At Gillibrand's Urging This Week, USDA To Increase Dairy Pricing

After Meeting With Senator, Sec. Vilsack Moves to Increase Dairy Pricing, Expected to Increase Dairy Farmers’ Revenue By $243 Million

Washington, DC - After meeting with U.S. Senator Kirsten Gillibrand this week, U.S. Department of Agriculture (USDA) Secretary Tom Vilsack announced immediate action to support struggling dairy farmers by increasing the amount paid for dairy products through the Dairy Product Support Program (DPPSP). The increase will be in place from August 2009 through October 2009 and is expected to generate an additional $243 million in revenue for dairy farmers.

"While this is great for New York's dairy farmers, this is only a temporary solution to the fundamental problems with the dairy pricing system," Senator Gillibrand said. "When I met with Secretary Vilsack on Wednesday, I made it clear that the current system is not working for New York dairy farmers - who have been pushed farther and farther toward bankruptcy. During these tough economic times, this increase will bring some much needed relief for our farmers."

New York farmers are facing a dairy pricing crisis. According to Farm Credit, it costs dairy farmers $17.58 to produce a hundredweight of milk. Yet the market is only paying $13.33 per hundredweight.  The Milk Income Loss Contract (MILC) program was designed to be a safety net when there is a large price discrepancy. However, as the MILC program currently works, farmers are not even receiving enough income to cover the cost of staying in business. New York farmers have been forced to either take on massive debt to cover their costs or go out of business.

Senator Gillibrand has been working tirelessly to bring relief to New York's dairy farmers. Wednesday, Senator Gillibrand wrote to Secretary Vilsack urging the USDA to follow the Farm Bill, which she helped craft as a member of Congress, when establishing an advisory board to review issues surrounded milk pricing and dairy competitiveness.

Earlier this month, Senator Gillibrand unveiled her three-point plan to bring relief to New York's dairy farmers, including legislation to double the amount of money farmers receive from the MILC program, legislation to index the MILC rate to keep up with inflation, as well as plans to hold Senate hearings on dairy pricing both in Washington, D.C. and New York State.
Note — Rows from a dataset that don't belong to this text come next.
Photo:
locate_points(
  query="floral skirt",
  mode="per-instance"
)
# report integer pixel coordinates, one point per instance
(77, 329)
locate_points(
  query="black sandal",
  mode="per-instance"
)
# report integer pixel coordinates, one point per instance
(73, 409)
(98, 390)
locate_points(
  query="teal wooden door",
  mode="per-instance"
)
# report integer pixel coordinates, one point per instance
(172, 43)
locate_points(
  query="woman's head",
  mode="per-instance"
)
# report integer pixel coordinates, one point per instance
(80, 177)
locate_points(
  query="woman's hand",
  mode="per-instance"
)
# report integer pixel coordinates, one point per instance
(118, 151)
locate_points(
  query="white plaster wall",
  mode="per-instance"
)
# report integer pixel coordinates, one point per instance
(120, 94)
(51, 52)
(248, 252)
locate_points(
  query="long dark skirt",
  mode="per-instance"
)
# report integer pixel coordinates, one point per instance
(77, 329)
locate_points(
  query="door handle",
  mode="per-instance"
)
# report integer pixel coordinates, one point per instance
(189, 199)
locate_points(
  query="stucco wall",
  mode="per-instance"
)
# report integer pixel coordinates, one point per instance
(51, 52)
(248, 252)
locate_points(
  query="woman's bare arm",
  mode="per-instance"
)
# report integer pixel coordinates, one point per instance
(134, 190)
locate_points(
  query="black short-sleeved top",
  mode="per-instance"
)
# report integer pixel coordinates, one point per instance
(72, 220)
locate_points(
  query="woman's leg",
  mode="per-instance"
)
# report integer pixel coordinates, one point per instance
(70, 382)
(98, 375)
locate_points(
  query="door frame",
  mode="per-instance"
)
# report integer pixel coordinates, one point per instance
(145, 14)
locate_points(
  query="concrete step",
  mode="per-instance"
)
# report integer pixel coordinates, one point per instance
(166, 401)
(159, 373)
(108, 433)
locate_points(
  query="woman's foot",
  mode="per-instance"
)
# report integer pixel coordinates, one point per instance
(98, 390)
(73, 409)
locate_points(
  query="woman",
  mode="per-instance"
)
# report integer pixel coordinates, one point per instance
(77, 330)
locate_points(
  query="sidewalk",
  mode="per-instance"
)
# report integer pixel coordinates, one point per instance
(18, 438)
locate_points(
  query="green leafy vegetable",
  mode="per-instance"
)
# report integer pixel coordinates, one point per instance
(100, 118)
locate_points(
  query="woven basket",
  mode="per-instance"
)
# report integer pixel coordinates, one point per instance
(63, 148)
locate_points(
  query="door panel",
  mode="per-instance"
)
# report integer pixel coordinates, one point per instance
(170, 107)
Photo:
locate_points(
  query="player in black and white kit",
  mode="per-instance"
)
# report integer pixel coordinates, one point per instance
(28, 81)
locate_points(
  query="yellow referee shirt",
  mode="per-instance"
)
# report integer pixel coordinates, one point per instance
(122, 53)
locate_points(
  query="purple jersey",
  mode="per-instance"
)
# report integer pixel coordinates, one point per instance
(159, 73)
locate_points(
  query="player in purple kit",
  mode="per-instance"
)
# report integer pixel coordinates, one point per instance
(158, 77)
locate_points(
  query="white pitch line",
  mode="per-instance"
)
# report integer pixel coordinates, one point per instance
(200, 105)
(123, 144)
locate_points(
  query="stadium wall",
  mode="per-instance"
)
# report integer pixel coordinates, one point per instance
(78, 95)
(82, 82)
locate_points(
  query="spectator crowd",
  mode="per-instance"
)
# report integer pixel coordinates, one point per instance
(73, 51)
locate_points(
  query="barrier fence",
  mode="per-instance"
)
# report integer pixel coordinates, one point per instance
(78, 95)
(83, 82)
The increase announced today will raise the price paid for nonfat dry milk from $0.80 per pound to $0.92 per pound, the price paid for cheddar blocks from $1.13 per pound to $1.31 per pound, and the price of cheddar barrels from $1.10 per pound to $1.28 per pound. This increase in the support price will have an immediate effect upon dairy farmers' bottom line. Temporarily raising the price of these dairy products increases the price that dairy farmers receive for their milk.